# Johnson's Beach- Sound Side?



## sfisher522 (Oct 25, 2012)

Where should I go to fish Johnsons Beach, Sound side? Went there last weekend- caught nothing at all, used some shrimp, jigs, etc. Then went over to the gulf side and caught some flounder and whiting. Made up for the day and had some dinner on Sunday! Any ideas where to go to catch some Reds or Specks on the Sound?


----------



## milesvdustin (Jun 25, 2011)

It's best to wade out a good ways or better yet get a boat or yak and fish along the channel.


----------



## Yakavelli (Mar 17, 2010)

Try wading over by the boat launch area (little road to the left) at JB.


----------



## Johnms (Nov 29, 2010)

I find that this time of year the specks are moving out into the gulf or up into the rivers.
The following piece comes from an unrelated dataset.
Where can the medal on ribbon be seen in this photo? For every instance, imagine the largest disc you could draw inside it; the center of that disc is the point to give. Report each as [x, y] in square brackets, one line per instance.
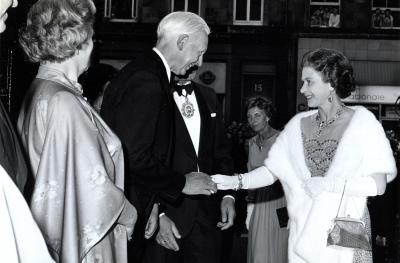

They are few and far between along Big Lagoon. On warmer days you should have some luck. But with temps 70 degrees and lower its tough there.


----------



## longn9k (Nov 10, 2012)

I've been catching everything under the sun on the sound side using a 3/4oz jig with gulp alive shrimp, bouncing through the grass flats(Flounder, sheeps head, Redfish, Black Drum, lizardfish, and kroker). and the Pompano are hitting on sand flea on the gulf side in the morning(6ish). Good Luck~!


----------